La conducta de los acusados
Nuestro trabajo no estará completo si, a la luz de lo anterior, llegamos a una conclusión errónea de que ninguno de los demandados tiene participación o participación en la conducta que llevó a la presentación de la declaración de demanda. En vista de esto, y teniendo en cuenta la relevancia de la cuestión de los supuestos daños de los demandantes, nos gustaría revisar el curso de acción de los demandados y su derivado respecto a los remedios solicitados.

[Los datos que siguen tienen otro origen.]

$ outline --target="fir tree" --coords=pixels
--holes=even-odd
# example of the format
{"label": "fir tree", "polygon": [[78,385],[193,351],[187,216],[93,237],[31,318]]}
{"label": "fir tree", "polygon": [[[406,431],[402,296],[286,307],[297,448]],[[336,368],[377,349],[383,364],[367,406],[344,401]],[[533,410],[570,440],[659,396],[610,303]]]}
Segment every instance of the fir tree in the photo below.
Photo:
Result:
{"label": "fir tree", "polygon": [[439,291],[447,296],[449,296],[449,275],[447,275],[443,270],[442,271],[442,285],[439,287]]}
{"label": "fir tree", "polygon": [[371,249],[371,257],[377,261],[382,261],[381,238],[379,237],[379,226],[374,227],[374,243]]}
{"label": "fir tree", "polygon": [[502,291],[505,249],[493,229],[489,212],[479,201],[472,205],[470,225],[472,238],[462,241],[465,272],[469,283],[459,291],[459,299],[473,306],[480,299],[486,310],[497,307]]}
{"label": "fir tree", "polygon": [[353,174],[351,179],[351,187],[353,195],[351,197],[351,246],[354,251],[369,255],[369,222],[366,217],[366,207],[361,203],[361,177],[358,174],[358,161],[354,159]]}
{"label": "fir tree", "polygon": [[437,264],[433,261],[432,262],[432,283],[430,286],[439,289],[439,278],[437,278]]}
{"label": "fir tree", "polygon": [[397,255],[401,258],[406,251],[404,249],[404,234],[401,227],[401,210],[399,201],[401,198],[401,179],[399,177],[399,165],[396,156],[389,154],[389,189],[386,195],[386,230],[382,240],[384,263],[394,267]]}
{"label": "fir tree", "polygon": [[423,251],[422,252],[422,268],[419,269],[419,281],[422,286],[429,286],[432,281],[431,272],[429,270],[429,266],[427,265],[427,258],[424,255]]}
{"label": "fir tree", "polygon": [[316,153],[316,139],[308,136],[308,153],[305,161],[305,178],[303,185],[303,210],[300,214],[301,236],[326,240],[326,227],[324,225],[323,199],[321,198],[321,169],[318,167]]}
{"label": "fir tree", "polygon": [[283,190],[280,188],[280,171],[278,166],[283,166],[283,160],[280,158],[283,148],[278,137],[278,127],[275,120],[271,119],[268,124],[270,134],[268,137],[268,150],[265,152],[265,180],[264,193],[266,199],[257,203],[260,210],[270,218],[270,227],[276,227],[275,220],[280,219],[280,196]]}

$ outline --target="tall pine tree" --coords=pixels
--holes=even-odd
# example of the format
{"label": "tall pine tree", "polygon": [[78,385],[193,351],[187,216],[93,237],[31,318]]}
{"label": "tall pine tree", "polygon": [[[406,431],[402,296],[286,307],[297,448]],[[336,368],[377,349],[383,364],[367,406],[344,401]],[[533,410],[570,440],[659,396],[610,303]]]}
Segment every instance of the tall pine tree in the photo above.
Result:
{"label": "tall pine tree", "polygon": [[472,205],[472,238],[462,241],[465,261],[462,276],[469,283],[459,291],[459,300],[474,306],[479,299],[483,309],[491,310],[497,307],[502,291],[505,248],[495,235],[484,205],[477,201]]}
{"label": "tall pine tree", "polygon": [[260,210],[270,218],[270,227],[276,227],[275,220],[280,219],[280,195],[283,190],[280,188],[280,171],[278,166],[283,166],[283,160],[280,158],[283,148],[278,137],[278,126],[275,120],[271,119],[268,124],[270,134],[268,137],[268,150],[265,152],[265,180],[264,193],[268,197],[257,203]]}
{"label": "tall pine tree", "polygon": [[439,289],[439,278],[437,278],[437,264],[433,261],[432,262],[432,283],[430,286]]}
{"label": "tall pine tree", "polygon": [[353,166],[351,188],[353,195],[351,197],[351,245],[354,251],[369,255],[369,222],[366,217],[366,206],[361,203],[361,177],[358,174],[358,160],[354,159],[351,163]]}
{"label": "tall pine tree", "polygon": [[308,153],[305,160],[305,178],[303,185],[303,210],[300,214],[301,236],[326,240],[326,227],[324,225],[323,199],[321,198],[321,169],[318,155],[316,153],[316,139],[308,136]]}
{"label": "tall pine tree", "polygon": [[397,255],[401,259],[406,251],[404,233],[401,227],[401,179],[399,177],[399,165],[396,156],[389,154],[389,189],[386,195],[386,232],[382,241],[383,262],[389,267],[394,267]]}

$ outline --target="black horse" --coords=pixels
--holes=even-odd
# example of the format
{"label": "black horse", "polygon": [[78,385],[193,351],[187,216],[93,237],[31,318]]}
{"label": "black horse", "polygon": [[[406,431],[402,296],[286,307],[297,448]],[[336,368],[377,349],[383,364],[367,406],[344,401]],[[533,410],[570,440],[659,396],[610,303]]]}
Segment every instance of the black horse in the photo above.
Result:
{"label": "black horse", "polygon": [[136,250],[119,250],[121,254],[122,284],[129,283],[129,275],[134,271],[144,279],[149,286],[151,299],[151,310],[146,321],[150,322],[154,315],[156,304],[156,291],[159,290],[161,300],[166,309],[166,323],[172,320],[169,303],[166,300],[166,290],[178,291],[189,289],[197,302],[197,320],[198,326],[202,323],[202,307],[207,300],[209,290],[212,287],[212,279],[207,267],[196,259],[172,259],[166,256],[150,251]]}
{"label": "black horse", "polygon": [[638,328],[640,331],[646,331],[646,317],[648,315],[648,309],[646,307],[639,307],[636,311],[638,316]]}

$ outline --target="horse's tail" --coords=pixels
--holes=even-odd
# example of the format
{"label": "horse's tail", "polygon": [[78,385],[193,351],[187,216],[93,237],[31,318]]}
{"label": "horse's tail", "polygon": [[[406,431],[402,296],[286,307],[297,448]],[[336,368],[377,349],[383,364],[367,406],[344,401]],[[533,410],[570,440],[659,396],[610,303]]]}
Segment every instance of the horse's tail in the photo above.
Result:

Demandado 1, Traslado del lugar de audiencia de Alon Goren
Las pruebas que se me presentaron demostraron, sin lugar a dudas, que el demandado 1, la transferencia del lugar de la audiencia de Alon Goren, tejió un sistema perdido, ordenado y estructurado de venta de tierras agrícolas en el que los derechos pertenecen al demandado 4, a varios compradores. Cada vínculo en el extenso tejido del procedimiento de venta fue resultado de una premeditación, cuyo propósito era distanciar a los compradores de la posibilidad de presentar reclamaciones contra la transferencia del lugar de la jurisdicción del Goren y del demandado 4.
Todos los testimonios de los demandantes y de otros de su parte, algunos de los cuales no tienen conocimiento previo, interpretaron un patrón uniforme e ingenioso por parte del demandante que trasladó el lugar de la audiencia Goren, algunos de los cuales son incomprensibles salvo en el contexto de su deseo de establecer una reclamación sobre la falta de conocimiento previo de los posibles compradores y la falta de representación previa hacia ellos.
Ante todo, tras la transferencia del lugar de la audiencia, Goren utilizó al demandado 4, una empresa de su propiedad, como vendedor de los terrenos a los distintos compradores. Estoy convencido de que el registro de las tierras a nombre del demandado nº 4, con el deseo de diferenciar la parte del cesionario del lugar de la audiencia Goren, basándose en su personalidad jurídica separada, no es casualidad. En cualquier caso, como se interpretó claramente del testimonio del teniente de alcalde, el Sr. Shimon Cohen, Goren se dirigió al Sr. Cohen -su amigo por sus muchos años de relación (p. 386, pregunta 14), con quien se encontraba "en la sinagoga todos los días" (p. 387, pregunta 6)- y le pidió que le presentara una carta en la que se señalara que existe la posibilidad de cambiar la designación del área en la que se encuentra el terreno objeto de la demanda (testimonio del Sr. Cohen en p. 399, preguntas 23-24; Ibid., p. 403 (preguntas 6-10 y preguntas 25-27).